So now in terms of seasonality, Q2, as I said, bookings will probably moderate. In terms of billing, we are already guiding higher than Q1 at this point in time, yes.
Yes. So the second half could be a better of the first half, right?
Well, looking at the strong backlog that we have and we believe that the second half as in our outlook will continue to be strong.
Thanks, Arthur. Can I address Laura to unmute herself and ask your questions?
Can you hear me?
Yes. Loud and clear, go ahead. Thank you.
My first question is about the gross margin outlook. Because it looks like packaging order visibility is even stronger than SMT. So can we expect continued gross margin expansion into second half? That's my first question.
Laura, thank you so much for your question regarding the outlook of our gross margin. First of all, as you know, we do not give immediate-term gross margin guidance. However, we can probably provide some color in the mid- to longer-term trend of our gross margin. The near-term gross margin improvement will maintain based on our good performance in Q1. But we all know that it's also influenced by volume and mix. And with that in mind, we expect the Q2 billings [indiscernible] higher than Q1 billings, and the favorable segment sales contribution will sustain. And for the longer term, the strategic initiatives are intended for our gross margin accretive effect. So with that -- the above, it should be a strong background for our longer-term gross margin improvement.

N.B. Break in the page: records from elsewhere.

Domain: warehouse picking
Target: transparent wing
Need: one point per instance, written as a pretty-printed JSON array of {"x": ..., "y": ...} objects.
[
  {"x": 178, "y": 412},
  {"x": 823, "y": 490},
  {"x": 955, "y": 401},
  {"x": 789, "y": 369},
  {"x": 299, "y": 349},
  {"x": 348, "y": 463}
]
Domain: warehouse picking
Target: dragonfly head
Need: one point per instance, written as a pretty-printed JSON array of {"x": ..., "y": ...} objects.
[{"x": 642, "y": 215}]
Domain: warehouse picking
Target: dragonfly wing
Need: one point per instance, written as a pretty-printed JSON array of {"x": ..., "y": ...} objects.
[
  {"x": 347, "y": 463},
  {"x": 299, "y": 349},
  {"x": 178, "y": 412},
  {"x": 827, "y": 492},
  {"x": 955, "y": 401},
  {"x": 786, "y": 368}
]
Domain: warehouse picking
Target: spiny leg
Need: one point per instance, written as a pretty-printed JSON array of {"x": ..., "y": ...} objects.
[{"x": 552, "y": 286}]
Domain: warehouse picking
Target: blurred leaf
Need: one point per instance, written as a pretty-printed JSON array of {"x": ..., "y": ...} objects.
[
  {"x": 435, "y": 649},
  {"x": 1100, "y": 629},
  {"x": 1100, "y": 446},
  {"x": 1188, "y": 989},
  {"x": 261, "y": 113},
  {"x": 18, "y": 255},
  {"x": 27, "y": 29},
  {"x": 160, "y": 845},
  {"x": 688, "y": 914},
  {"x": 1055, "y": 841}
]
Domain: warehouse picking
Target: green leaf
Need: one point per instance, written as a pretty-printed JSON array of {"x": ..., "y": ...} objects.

And also on the growth outlook in various applications, we know that the demand outlook seems to be quite stronger [ gross vol ]. But that would be very helpful if you can give us more details about your view on various applications, particularly like advanced packaging and hybrid bonder. I think you discussed that -- Kyna asked that earlier, but that will be very appreciated if you can give us more outlook about the CIS, the mini LED and the various applications growth outlook probably in the near term and the longer term.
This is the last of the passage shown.